NAT Overload


NAT overloading (sometimes called Port Address Translation or PAT) maps multiple private IP addresses to a single public IP address or a few addresses. This is what most home routers do. Your ISP assigns one address to your router, yet several members of your family can simultaneously surf the Internet.
With NAT overloading, multiple addresses can be mapped to one or to a few addresses because each private address is also tracked by a port number. When a client opens a TCP/IP session, the NAT router assigns a port number to its source address. NAT overload ensures that clients use a different TCP port number for each client session with a server on the Internet. When a response comes back from the server, the source port number, which becomes the destination port number on the return trip, determines to which client the router routes the packets. It also validates that the incoming packets were requested, thus adding a degree of security to the session.
NAT overload attempts to preserve the original source port. However, if this source port is already used, NAT overload assigns the first available port number starting from the beginning of the appropriate port group 0-511, 512-1023, or 1024-65535. When there are no more ports available and there is more than one external IP address configured, NAT overload moves to the next IP address to try to allocate the original source port again. This process continues until it runs out of available ports and external IP addresses.

D
ifferences Between NAT and NAT Overload

The differences between NAT and NAT overload will help your understanding. NAT generally only translates IP addresses on a 1:1 correspondence between publicly exposed IP addresses and privately held IP addresses. NAT overload modifies both the private IP address and port number of the sender. NAT overload chooses the port numbers seen by hosts on the public network.
NAT routes incoming packets to their inside destination by referring to the incoming source IP address given by the host on the public network. With NAT overload, there is generally only one or a very few publicly exposed IP addresses. Incoming packets from the public network are routed to their destinations on the private network by referring to a table in the NAT overload device that tracks public and private port pairs. This is called connection tracking.

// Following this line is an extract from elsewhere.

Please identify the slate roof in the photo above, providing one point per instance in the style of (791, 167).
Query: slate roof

Benefits and Drawbacks of Using NAT
NAT provides many benefits and advantages. However, there are some drawbacks to using NAT, including the lack of support for some types of traffic.

The benefits of using NAT include the following:
NAT conserves the legally registered addressing scheme by allowing the privatization of intranets. NAT conserves addresses through application port-level multiplexing. With NAT overload, internal hosts can share a single public IP address for all external communications. In this type of configuration, very few external addresses are required to support many internal hosts.
NAT increases the flexibility of connections to the public network. Multiple pools, backup pools, and load-balancing pools can be implemented to ensure reliable public network connections.
NAT provides consistency for internal network addressing schemes. On a network without private IP addresses and NAT, changing public IP addresses requires the renumbering of all hosts on the existing network. The costs of renumbering hosts can be significant. NAT allows the existing scheme to remain while supporting a new public addressing scheme. This means an organization could change ISPs and not need to change any of its inside clients.
NAT provides network security. Because private networks do not advertise their addresses or internal topology, they remain reasonably secure when used in conjunction with NAT to gain controlled external access. However, NAT does not replace firewalls.


However, NAT does have some drawbacks.
The fact that hosts on the Internet appear to communicate directly with the NAT device, rather than with the actual host inside the private network, creates a number of issues. In theory, a single globally unique IP address can represent many privately addressed hosts. This has advantages from a privacy and security point of view, but in practice, there are drawbacks.
The first disadvantage affects performance. NAT increases switching delays because the translation of each IP address within the packet headers takes time. The first packet is process-switched, meaning it always goes through the slower path. The router must look at every packet to decide whether it needs translation. The router needs to alter the IP header, and possibly alter the TCP or UDP header. Remaining packets go through the fast-switched path if a cache entry exists; otherwise, they too are delayed.

Many Internet protocols and applications depend on end-to-end functionality, with unmodified packets forwarded from the source to the destination. By changing end-to-end addresses, NAT prevents some applications that use IP addressing. For example, some security applications, such as digital signatures, fail because the source IP address changes. Applications that use physical addresses instead of a qualified domain name do not reach destinations that are translated across the NAT router. Sometimes, this problem can be avoided by implementing static NAT mappings.
End-to-end IP traceability is also lost. It becomes much more difficult to trace packets that undergo numerous packet address changes over multiple NAT hops, making troubleshooting challenging. On the other hand, hackers who want to determine the source of a packet find it difficult to trace or obtain the original source or destination address.
Using NAT also complicates tunneling protocols, such as IPsec, because NAT modifies values in the headers that interfere with the integrity checks done by IPsec and other tunneling protocols.
Services that require the initiation of TCP connections from the outside network, or stateless protocols such as those using UDP, can be disrupted. Unless the NAT router makes a specific effort to support such protocols, incoming packets cannot reach their destination. Some protocols can accommodate one instance of NAT between participating hosts (passive mode FTP, for example), but fail when both systems are separated from the Internet by NAT.